Hetero-Aggregation-Induced Tunable Emission in Multicomponent Crystals

Abstract

Crystal engineering is a green and convenient approach to designing desirable materials through rational manipulation of intermolecular interactions. We have reported the lesser reported sulfonate–pyridinium intermolecular interaction for the design and synthesis of organic co-crystals with improved features. Here in we report the utilization of the interaction to tune the solid-state luminescence of organic precursor naphthalene disulfonic acid (NDSA-2H). Organic salts of NDSA-2H are synthesized and characterized with three isostructural bipyridyl co-formers: 4-phenylpyridine (4-PhPy), 2-phenylpyridine (2-PhPy) and 2,2′-bipyridine (2,2-bpy). Structural investigation validates aggregation of organic acid and base co-formers through sulfonate–pyridinium synthon and proton transfer between them.
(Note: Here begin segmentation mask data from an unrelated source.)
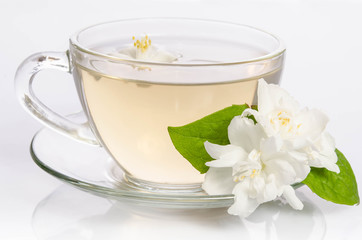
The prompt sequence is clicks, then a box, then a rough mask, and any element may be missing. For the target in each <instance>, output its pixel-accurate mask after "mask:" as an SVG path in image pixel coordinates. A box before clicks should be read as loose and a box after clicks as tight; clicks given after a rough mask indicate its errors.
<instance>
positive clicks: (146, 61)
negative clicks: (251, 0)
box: [69, 17, 286, 67]
mask: <svg viewBox="0 0 362 240" xmlns="http://www.w3.org/2000/svg"><path fill="white" fill-rule="evenodd" d="M139 20H186V21H198V22H209V23H212V22H214V23H222V24H229V25H234V26H239V27H244V28H249V29H252V30H256V31H259V32H262V33H264V34H267V35H269V36H271V37H273V38H274V39H275V40H276V41H277V42H278V44H279V45H278V47H277V48H276V49H275V50H273V51H271V52H269V53H268V54H265V55H263V56H260V57H256V58H251V59H248V60H244V61H233V62H220V63H192V64H188V63H164V62H151V61H139V60H133V59H126V58H121V57H116V56H111V55H108V54H104V53H100V52H98V51H95V50H92V49H90V48H87V47H84V46H82V44H81V43H80V42H79V40H78V38H79V36H80V34H82V33H83V32H85V31H87V30H89V29H91V28H94V27H98V26H101V25H106V24H111V23H117V22H127V21H139ZM69 41H70V44H71V46H73V47H74V48H75V49H77V50H79V51H81V52H84V53H86V54H91V55H94V56H97V57H102V58H107V59H109V60H112V61H119V62H124V63H131V64H142V65H151V66H177V67H207V66H228V65H239V64H247V63H254V62H260V61H264V60H269V59H273V58H275V57H277V56H280V55H282V54H283V53H284V52H285V51H286V48H285V44H284V42H283V41H282V40H281V39H280V38H279V37H277V36H276V35H274V34H272V33H270V32H267V31H265V30H263V29H260V28H257V27H252V26H250V25H246V24H240V23H235V22H230V21H220V20H212V19H202V18H179V17H147V18H127V19H121V20H114V21H107V22H102V23H98V24H93V25H90V26H88V27H86V28H83V29H80V30H78V31H77V32H75V33H74V34H73V35H71V37H70V38H69Z"/></svg>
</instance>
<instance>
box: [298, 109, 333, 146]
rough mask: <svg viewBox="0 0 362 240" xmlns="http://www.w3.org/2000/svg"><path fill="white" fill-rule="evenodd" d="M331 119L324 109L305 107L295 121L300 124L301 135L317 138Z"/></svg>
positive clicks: (311, 137)
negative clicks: (328, 117) (327, 115)
mask: <svg viewBox="0 0 362 240" xmlns="http://www.w3.org/2000/svg"><path fill="white" fill-rule="evenodd" d="M328 121H329V119H328V117H327V115H325V114H324V113H323V112H322V111H319V110H317V109H311V110H308V109H307V108H304V109H303V110H302V111H301V112H300V113H299V114H298V115H297V116H296V117H295V122H296V123H298V124H300V127H299V131H298V132H299V135H300V136H304V137H307V138H309V139H312V140H315V139H317V138H318V137H319V136H320V135H321V134H322V132H323V131H324V130H325V128H326V125H327V123H328Z"/></svg>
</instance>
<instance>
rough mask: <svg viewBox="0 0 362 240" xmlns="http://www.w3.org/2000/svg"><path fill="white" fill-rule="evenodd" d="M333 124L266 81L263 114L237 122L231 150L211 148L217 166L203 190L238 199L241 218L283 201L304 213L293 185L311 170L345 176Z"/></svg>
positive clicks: (300, 203) (231, 132) (208, 172)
Compared to NDSA-2H, the molecular salts [(4-PhPy-H)2+(NDSA)2–·2H2O] (1) and [(2,2-BPY-2H)2+(NDSA)2–] (3) undergo a blue and red shift, respectively, while solid-state emission of [(2-PhPy-H)2+(NDSA)2–] (2) remains unaltered. This solid-state emission tuning is attributed to the different modes of crystal packing and arises from monomer emissions in 1 and 2 and excimer emission in 3. 3 also exhibits a relatively longer lifetime of 20.7 ns while 2 exhibits better quantum yields (ϕ = 22.7). Solution-phase photophysical behavior has been investigated for representative co-crystal system 3, after validation of its solution-phase integrity. 3 undergoes a hetero-aggregation-induced tunable emission (HAITE) phenomenon in the water–acetone system to exhibit maximum emission intensity at 90% volume fraction of acetone, which is further validated by the diffuse light scattering (DLS) and scanning electron microscopy (SEM) studies. 3 also exhibits solvatochromism in terms of emission intensity change with the nature of the solvent, being brightest in methanol (ϕ = 29.3) and very dim in water (ϕ = 10.1).